D’après plusieurs rapports récents du secteur, Nvidia aurait prévenu certains de ses plus gros clients qu’une hausse de prix de plus de 15 % se préparait sur une partie de ses serveurs pour centres de données, avec des livraisons prévues au début de 2027. Les prochaines générations Nvidia Vera Rubin et Nvidia Grace Blackwell seraient visées. Microsoft, Google et Oracle feraient partie des premiers clients concernés, toujours d’après ces informations, et les avis de hausse auraient aussi été relayés par les partenaires chargés de l’assemblage des serveurs.
Nvidia relève le prix de ses serveurs Vera Rubin et Grace Blackwell
Ce qui pousserait les prix vers le haut, d’après ces mêmes informations, c’est d’abord l’explosion du coût de la mémoire, surtout la mémoire à haute bande passante, la HBM. Ce composant est devenu indispensable dans les accélérateurs récents. C’est aussi l’un des plus compliqués à sécuriser en gros volumes.
Pour Nvidia, l’enjeu est loin d’être marginal. Selon des estimations d’analystes, la mémoire pourrait peser jusqu’à 62 % du coût total d’une plate-forme Vera Rubin. Dit plus simplement, quand les fournisseurs relèvent leurs tarifs, la facture finale grimpe presque automatiquement pour les clients.

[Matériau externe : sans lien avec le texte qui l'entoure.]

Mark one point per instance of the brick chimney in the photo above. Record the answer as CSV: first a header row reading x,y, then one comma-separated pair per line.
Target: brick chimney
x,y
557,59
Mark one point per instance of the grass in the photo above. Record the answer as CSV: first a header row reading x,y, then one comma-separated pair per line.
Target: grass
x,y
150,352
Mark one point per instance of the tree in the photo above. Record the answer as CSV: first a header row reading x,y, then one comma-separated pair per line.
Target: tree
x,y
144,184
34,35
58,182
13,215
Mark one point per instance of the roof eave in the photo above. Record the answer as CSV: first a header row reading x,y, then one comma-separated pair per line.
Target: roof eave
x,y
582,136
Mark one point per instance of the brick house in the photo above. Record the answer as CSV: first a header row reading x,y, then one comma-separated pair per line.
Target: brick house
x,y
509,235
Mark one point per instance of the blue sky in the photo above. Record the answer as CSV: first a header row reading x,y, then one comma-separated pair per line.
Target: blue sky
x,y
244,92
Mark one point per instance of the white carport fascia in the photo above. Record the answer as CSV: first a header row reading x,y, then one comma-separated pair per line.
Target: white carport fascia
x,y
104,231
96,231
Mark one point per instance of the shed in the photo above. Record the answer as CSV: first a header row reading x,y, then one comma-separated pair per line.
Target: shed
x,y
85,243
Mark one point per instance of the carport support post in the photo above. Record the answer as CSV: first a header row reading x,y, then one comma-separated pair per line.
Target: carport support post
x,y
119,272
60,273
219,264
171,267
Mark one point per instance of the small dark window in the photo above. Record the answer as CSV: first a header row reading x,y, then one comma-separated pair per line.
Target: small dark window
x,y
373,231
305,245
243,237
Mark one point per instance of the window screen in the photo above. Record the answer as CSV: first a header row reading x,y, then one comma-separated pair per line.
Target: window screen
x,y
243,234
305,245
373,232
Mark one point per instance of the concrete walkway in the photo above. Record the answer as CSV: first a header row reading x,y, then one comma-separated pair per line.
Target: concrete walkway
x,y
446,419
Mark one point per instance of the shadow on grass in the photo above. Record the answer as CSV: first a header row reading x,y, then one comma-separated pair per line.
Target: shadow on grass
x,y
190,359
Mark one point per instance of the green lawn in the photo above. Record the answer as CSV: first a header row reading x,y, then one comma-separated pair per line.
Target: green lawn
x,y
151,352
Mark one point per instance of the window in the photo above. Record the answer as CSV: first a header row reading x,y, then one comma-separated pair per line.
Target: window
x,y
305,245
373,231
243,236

Une pénurie de mémoire qui ne décroche pas
Sur le marché, certains analystes parlent déjà de « RAMageddon ». La demande venue des centres de données a mis toute la chaîne sous tension, et pas seulement sur la HBM. D’après des projections du secteur, les prix contractuels de la DRAM classique devaient encore monter de 58 % à 63 % au deuxième trimestre 2026, après une première hausse déjà massive de 90 % à 95 % au premier trimestre de cette même année.
Mais le vrai point de blocage reste la HBM.
Si l’on en croit les informations qui circulent dans le secteur, SK Hynix, l’un des fournisseurs les plus importants sur ce segment, aurait vendu la totalité de sa capacité de production pour 2026 dès le mois d’octobre précédent. Plusieurs observateurs pensent aussi que cette période de pénurie pourrait durer jusqu’à l’arrivée de nouvelles capacités industrielles, et sans doute pas avant 2029 ou 2030.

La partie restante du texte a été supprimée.